# cheap propane conversion



## crazzywolfie (Jun 2, 2014)

well the discussion about propane snowblower definitely got me interested but the price tag i was seeing associated with some kits were stupid expensive until i looked around and noticed a lot cheaper cheaper kit. has anyone tried one? i ordered 1 last week and it showed up today which really surprised me since it came all the way from china. there seems like a few video of people running this style carb on generators and really not much of a difference between generators and snowblowers. i am hoping to try getting the carb on as soon as possible but the snowblower i want to put the carb on is currently glued to the ground with ice and buried under snow since i haven't used it this season since it is a pain to start since i broke the choke on it. the plug also likes to foul up or something ever since i changed the plug. i don't see how a different plug causes it to change how the engine runs but it did which is why i am hoping propane may help fix this issue. as far as carb quality goes looks like anything anything you would order from china for cheap. some scuffs and dings on mating surfaces but nothing that should stop it from working. since i will be running this one a small 20" machine i was thinking about probably just powering it with little tanks since a 20lb tank might be a bit much to toss on a small machine. i am open to any tips or advise people maybe have.


----------



## tabora (Mar 1, 2017)

You may need a larger tank in order to generate sufficient gas at very low temps. Will be interesting to see the outcome!
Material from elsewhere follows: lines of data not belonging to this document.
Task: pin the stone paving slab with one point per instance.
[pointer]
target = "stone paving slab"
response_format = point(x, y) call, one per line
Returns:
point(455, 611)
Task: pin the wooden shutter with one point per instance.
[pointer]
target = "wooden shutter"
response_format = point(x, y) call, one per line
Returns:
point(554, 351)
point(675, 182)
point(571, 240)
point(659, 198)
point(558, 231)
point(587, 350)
Propane vapor pressure at 70F = 127 and at 0F is only 31. Also see the Propane Cold Weather BTU chart below...


----------



## crazzywolfie (Jun 2, 2014)

i was thinking i will probably need take the tanks in to keep them warm when not in use since they will be so small but really wanting to keep the blower light weight and a 20lb tank will not help its weight. i would really like to get this machine back up and running as my main machine to snow blow other peoples driveways since it was so lite and i never needed my ramps to load or unload it but i guess we will see what happens.


----------



## Lottstodo (Feb 16, 2018)

You may be able to find a 5# or 11# propane tank we have them around here. I have both a 5 and 11 they are common for hunters and ice fishing shacks, you just need to take them to have filled at a propane dealer.


----------



## cranman (Jan 23, 2016)

Is that a dual fuel carb?


----------



## crazzywolfie (Jun 2, 2014)

ya it it one of them dual fuel carbs. 


Lottstodo said:


> You may be able to find a 5# or 11# propane tank we have them around here. I have both a 5 and 11 they are common for hunters and ice fishing shacks, you just need to take them to have filled at a propane dealer.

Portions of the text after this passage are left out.